I have been working in the image measurement industry for over twenty years, and I have encountered all kinds of workpieces as well as many unexpected “phenomena” during inspections. One common issue is that when the surface of a workpiece is relatively rough or has special coatings, the edge recognition of the image measuring instrument becomes unstable, and the measurement results show obvious deviations. This is not a problem with any specific manufacturer’s equipment but rather the result of both optical principles and material properties.

Ideally, the edges of a workpiece in an image should appear as clear grayscale transitions: from bright to dark or from dark to bright, forming a sharp gradient. With this, the edge detection algorithms in the software can capture stable signals and extract the boundary accurately. But reality is often far from ideal. For example, when aluminum parts are sandblasted, the surface is filled with tiny irregular bumps. The incident light undergoes diffuse scattering, and the grayscale distribution seen by the camera becomes chaotic. Bright and dark regions alternate, and the curve fluctuates heavily. What should have been a clean “boundary line” turns into a shaky grayscale profile.

I recall once inspecting a precision mold part whose surface had an oxide layer. The reflectivity varied drastically across regions: some areas appeared overly bright while others were very dark. As a result, the edge transition was broken up, the gradient lost stability, and the extracted boundary became blurred or even fractured. The customer was puzzled at the time, assuming it was due to insufficient instrument accuracy, but the root cause was the complex surface reflection.

Another problem brought by rough surfaces is noise. I once helped an automotive parts factory inspect sandblasted castings. When the image was magnified, it was filled with bright speckles and grainy patterns. The algorithm mistakenly treated many speckles as edge points, causing measurement deviations of tens of microns. For precision parts, such errors are absolutely unacceptable.

The situation becomes even more complicated when a metallic coating is added. Coatings tend to produce micro-reflections, creating sharp brightness differences between neighboring pixels. The image then becomes full of tiny bright and dark spots. These interference signals mix with real edges, making it difficult for the software to determine the true boundary. Often, the system either fails to detect gaps or creates “false edges.”

I also remember encountering this with smartphone frames. The anodized surface produced numerous fine reflective points in the image. The software interpreted them as part of the edge, and the calculated length was significantly larger than the actual dimension. This case made it clear to me that noise interference is far more destructive to measurement accuracy than many people realize.

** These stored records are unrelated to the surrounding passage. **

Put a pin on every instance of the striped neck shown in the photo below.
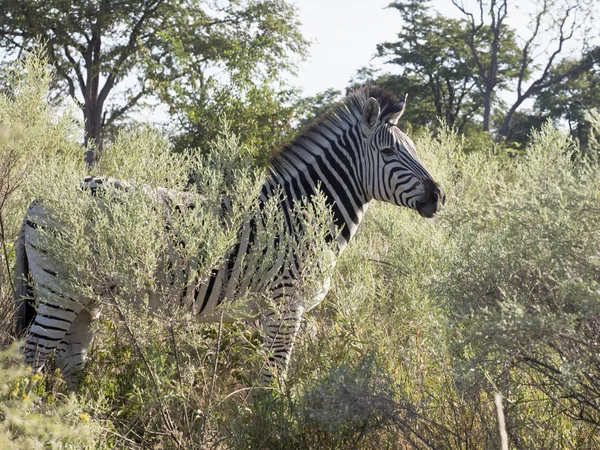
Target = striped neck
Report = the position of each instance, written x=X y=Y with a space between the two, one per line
x=326 y=158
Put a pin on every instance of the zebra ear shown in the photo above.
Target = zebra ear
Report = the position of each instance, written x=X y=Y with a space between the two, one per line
x=396 y=116
x=371 y=112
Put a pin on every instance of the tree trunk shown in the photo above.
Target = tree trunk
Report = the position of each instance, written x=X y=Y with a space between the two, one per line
x=93 y=137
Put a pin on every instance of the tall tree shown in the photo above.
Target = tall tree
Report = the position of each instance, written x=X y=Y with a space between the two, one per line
x=552 y=25
x=570 y=99
x=433 y=60
x=147 y=47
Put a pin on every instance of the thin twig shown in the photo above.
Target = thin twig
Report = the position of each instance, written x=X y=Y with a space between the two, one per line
x=165 y=415
x=178 y=363
x=214 y=379
x=501 y=422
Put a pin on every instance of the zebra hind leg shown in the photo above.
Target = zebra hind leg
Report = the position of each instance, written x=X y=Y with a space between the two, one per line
x=71 y=353
x=280 y=330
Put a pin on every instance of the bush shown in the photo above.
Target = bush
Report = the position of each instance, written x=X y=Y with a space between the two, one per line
x=427 y=319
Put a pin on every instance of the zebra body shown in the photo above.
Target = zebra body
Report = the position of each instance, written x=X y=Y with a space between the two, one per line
x=354 y=154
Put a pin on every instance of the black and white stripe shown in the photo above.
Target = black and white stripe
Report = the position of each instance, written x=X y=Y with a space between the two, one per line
x=354 y=154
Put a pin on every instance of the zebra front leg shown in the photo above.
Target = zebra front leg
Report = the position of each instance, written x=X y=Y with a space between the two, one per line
x=71 y=353
x=280 y=330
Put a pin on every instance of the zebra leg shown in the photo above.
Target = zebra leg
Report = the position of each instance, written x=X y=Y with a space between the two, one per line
x=71 y=353
x=45 y=334
x=280 y=330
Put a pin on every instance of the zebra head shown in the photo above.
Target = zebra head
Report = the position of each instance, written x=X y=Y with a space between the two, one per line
x=394 y=173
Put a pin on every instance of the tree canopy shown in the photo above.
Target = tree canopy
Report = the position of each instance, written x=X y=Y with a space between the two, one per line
x=178 y=51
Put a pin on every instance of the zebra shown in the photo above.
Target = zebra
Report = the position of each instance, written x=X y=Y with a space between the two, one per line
x=353 y=154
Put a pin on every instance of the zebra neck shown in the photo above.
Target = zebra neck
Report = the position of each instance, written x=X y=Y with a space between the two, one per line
x=328 y=164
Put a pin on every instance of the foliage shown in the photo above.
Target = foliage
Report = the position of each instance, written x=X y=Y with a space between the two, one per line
x=426 y=320
x=183 y=52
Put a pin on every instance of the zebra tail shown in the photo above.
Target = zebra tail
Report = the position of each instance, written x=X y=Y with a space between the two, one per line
x=24 y=302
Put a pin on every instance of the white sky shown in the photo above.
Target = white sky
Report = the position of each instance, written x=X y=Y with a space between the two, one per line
x=345 y=33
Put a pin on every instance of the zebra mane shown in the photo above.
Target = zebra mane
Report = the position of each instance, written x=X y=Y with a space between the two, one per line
x=337 y=118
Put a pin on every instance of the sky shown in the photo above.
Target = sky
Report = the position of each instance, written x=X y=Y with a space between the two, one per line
x=344 y=35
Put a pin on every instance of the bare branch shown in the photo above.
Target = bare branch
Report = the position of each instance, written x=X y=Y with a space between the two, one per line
x=76 y=68
x=126 y=52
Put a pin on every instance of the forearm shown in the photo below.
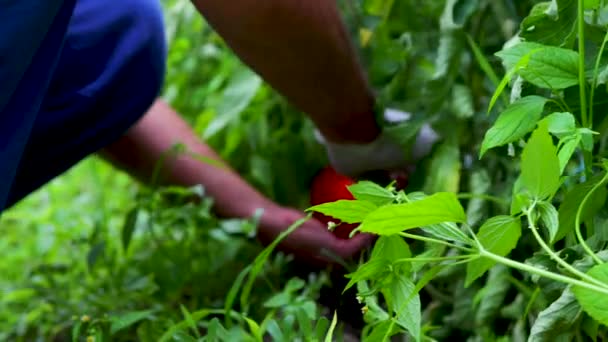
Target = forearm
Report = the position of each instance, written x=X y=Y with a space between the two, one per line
x=147 y=143
x=301 y=48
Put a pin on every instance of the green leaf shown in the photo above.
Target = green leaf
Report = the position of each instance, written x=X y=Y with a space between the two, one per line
x=448 y=231
x=321 y=327
x=573 y=199
x=549 y=218
x=239 y=93
x=332 y=327
x=380 y=332
x=375 y=269
x=129 y=227
x=348 y=211
x=557 y=318
x=568 y=147
x=594 y=303
x=492 y=295
x=445 y=170
x=591 y=4
x=124 y=321
x=371 y=192
x=561 y=124
x=540 y=173
x=395 y=218
x=391 y=248
x=479 y=183
x=549 y=67
x=551 y=23
x=516 y=121
x=498 y=235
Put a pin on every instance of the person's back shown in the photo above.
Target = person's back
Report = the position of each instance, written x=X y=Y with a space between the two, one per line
x=32 y=33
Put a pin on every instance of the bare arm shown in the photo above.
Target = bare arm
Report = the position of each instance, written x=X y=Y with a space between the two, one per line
x=160 y=129
x=139 y=150
x=301 y=48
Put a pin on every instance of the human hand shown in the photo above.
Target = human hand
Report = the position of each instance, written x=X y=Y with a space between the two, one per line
x=381 y=154
x=312 y=242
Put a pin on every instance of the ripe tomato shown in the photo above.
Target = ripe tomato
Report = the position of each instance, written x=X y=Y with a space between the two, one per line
x=330 y=186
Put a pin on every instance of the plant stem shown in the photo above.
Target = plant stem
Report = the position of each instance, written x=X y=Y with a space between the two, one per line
x=440 y=242
x=540 y=272
x=581 y=63
x=484 y=197
x=595 y=74
x=559 y=260
x=454 y=257
x=577 y=222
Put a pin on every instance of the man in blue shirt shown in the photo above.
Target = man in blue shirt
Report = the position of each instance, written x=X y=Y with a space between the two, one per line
x=83 y=76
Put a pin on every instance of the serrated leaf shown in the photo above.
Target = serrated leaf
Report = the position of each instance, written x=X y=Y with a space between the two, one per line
x=551 y=23
x=549 y=67
x=348 y=211
x=371 y=192
x=129 y=227
x=118 y=323
x=556 y=319
x=381 y=331
x=561 y=124
x=391 y=248
x=492 y=295
x=498 y=235
x=516 y=121
x=573 y=199
x=569 y=145
x=373 y=269
x=447 y=231
x=549 y=218
x=395 y=218
x=540 y=171
x=593 y=302
x=444 y=175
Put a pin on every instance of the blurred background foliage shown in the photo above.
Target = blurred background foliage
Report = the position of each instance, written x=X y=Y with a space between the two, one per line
x=67 y=262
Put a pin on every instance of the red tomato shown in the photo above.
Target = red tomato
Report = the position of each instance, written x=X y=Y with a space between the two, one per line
x=330 y=186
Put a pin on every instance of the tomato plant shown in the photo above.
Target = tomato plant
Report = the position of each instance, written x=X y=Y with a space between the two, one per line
x=500 y=234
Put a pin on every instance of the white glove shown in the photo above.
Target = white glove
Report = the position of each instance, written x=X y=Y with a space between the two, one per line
x=381 y=154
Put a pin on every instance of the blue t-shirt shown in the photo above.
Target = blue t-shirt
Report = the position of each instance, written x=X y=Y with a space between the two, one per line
x=32 y=33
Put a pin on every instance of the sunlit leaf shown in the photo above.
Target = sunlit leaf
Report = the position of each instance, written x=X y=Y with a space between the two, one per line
x=498 y=235
x=540 y=169
x=395 y=218
x=516 y=121
x=349 y=211
x=593 y=302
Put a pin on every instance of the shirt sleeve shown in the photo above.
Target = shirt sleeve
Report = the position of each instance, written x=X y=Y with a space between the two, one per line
x=32 y=33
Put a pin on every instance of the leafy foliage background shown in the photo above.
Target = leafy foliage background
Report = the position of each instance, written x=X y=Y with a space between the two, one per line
x=81 y=258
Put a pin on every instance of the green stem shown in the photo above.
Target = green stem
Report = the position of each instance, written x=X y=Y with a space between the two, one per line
x=559 y=260
x=484 y=197
x=540 y=272
x=577 y=222
x=595 y=74
x=455 y=257
x=581 y=63
x=431 y=240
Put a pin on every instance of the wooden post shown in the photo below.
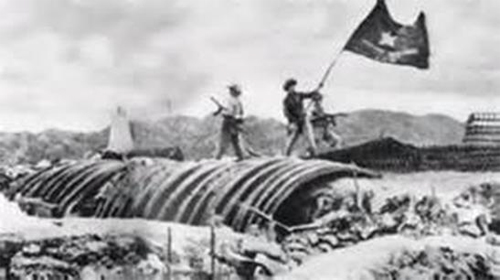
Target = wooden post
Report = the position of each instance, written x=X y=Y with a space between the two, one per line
x=212 y=252
x=169 y=253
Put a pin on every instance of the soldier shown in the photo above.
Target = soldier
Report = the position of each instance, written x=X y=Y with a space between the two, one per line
x=232 y=114
x=326 y=122
x=298 y=121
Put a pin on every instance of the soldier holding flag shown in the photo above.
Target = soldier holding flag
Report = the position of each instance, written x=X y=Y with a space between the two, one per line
x=299 y=122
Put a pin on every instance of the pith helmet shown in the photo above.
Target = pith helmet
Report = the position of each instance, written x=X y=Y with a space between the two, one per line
x=288 y=83
x=234 y=88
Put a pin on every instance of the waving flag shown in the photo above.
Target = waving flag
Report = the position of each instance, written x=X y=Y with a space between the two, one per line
x=381 y=38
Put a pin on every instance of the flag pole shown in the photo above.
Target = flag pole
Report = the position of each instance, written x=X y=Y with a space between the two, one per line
x=330 y=66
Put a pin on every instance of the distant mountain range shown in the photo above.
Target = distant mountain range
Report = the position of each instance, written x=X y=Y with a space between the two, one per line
x=198 y=137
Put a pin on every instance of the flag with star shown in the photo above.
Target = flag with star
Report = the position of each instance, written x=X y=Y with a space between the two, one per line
x=381 y=38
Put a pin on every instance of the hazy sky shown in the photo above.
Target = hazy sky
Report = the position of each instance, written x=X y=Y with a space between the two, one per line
x=67 y=63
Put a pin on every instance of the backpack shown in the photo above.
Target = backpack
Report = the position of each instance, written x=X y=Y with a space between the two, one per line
x=293 y=108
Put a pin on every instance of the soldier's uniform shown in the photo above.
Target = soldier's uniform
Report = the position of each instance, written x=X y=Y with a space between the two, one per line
x=298 y=121
x=230 y=132
x=320 y=119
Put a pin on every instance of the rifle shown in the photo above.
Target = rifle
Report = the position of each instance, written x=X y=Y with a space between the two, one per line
x=220 y=107
x=329 y=118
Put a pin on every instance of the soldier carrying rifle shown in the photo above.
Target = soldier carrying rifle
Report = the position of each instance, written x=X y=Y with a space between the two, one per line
x=232 y=114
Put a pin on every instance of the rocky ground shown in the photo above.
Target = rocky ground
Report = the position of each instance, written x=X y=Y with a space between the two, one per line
x=410 y=226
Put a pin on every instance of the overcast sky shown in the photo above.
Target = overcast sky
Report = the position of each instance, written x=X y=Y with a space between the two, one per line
x=68 y=63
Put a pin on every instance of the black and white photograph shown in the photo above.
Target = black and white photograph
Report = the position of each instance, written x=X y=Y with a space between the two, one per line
x=249 y=139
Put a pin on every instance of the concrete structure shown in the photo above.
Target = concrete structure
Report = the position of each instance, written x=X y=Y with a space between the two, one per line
x=483 y=129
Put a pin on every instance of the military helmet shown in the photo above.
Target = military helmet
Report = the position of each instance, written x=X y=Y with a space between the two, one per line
x=234 y=87
x=288 y=83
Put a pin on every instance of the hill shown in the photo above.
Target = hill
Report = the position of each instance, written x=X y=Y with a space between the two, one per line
x=198 y=137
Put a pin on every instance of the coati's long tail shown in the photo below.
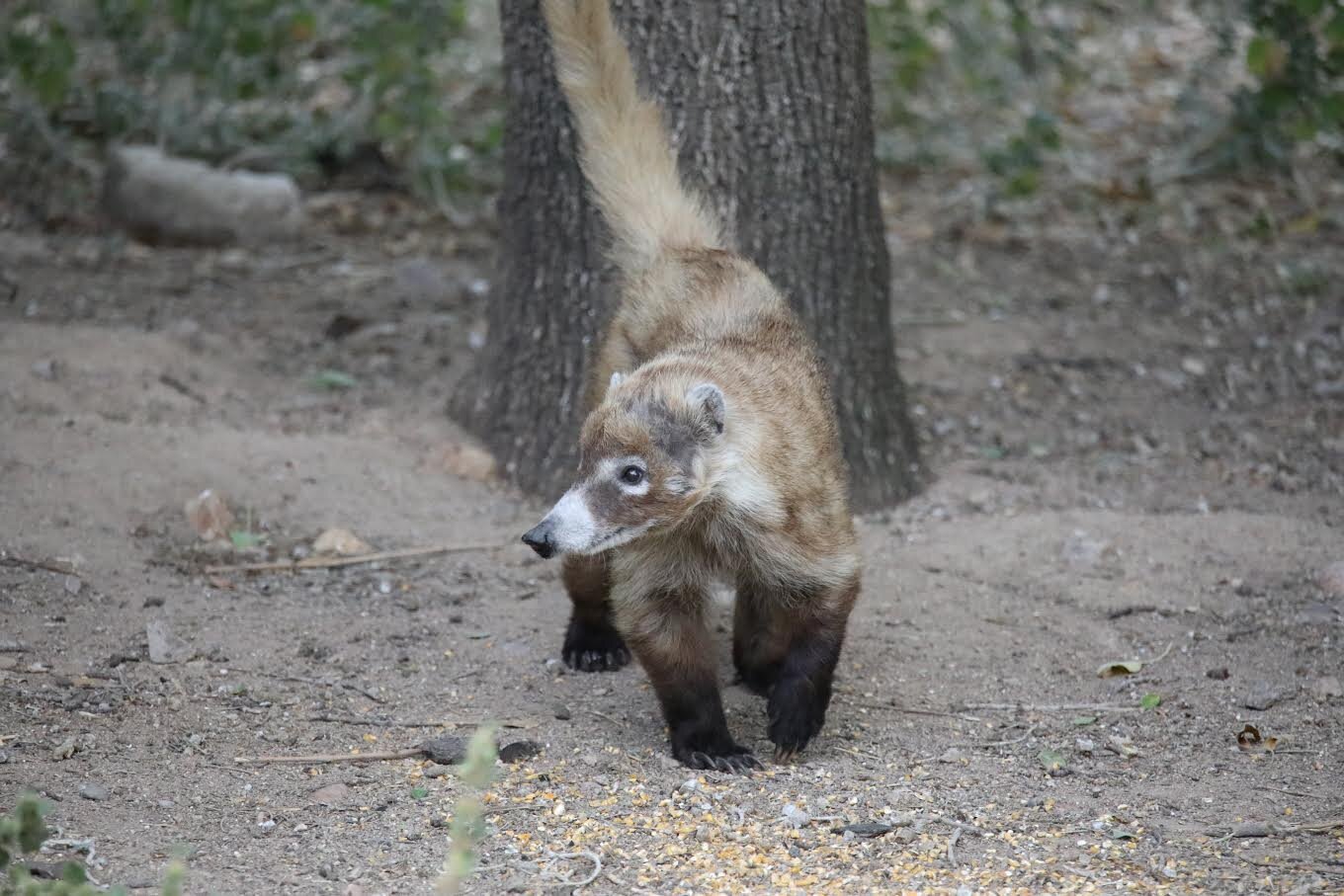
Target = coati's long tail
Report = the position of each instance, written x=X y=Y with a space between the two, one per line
x=624 y=146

After more than two decades in this field, I have realized one thing: the biggest challenge with rough surfaces and special coatings is not the quality of the equipment but the limitations of optical imaging itself. Uneven grayscale distribution makes edge signals unstable, while noise interference “confuses” the algorithm. That is the real reason why recognition rates drop. When faced with such situations, one cannot simply blame the instrument. Instead, solutions must be sought from three aspects: lighting design, material properties, and software processing. Only by understanding these principles can we truly bring out the best performance of an image measuring instrument.